I guess kind of like how Ken Burns' Jazz pretty much ignored or glossed over anything that happened after the early '60s because Wynton Marsalis and Stanley Crouch had no use for what came later.

I started listening to 'BCN around '75 or so and mostly gave up when they were a "rock" station playing stuff like Cindy Lauper and Culture Club.
 
Carter Alan (Carter Bondl) worked with me at WKXL in Concord, NH in the early 70s (c. 1972-1974) before moving on to bigger stuff....!!
Yes, he used his REAL name at 'KXL.....
 


I guess kind of like how Ken Burns' Jazz pretty much ignored or glossed over anything that happened after the early '60s because Wynton Marsalis and Stanley Crouch had no use for what came later.

I started listening to 'BCN around '75 or so and mostly gave up when they were a "rock" station playing stuff like Cindy Lauper and Culture Club.

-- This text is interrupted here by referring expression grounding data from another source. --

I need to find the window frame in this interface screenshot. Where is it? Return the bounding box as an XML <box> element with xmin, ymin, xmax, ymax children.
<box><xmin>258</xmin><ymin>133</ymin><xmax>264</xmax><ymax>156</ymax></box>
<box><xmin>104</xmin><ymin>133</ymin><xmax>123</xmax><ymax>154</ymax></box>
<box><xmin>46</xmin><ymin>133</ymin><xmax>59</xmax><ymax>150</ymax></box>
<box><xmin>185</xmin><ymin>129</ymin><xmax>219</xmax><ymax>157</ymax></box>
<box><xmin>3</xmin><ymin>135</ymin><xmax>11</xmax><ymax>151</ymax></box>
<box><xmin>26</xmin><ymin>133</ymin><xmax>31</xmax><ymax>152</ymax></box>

I listened to WBCN starting in 1968, started listening less around 1972 when Top 40 became more to my liking again, then abandoned it for folk-rock WCAS and the Ken Shelton/Clark Smidt incarnation of WCOZ. (I'd enjoyed their WBZ-FM previously.) By the late '70s, I was no longer in the Boston area and most of my listening was to CHR and, increasingly, country, so I have no first-hand knowledge of WBCN's sound from that point to its demise as a rock station. I'm surprised to learn through your post that it was playing Lauper and Culture Club at any time. I was here in Connecticut enjoying their hits on stations that played the hits; now I wonder if WPLR and WCCC were playing those acts as well.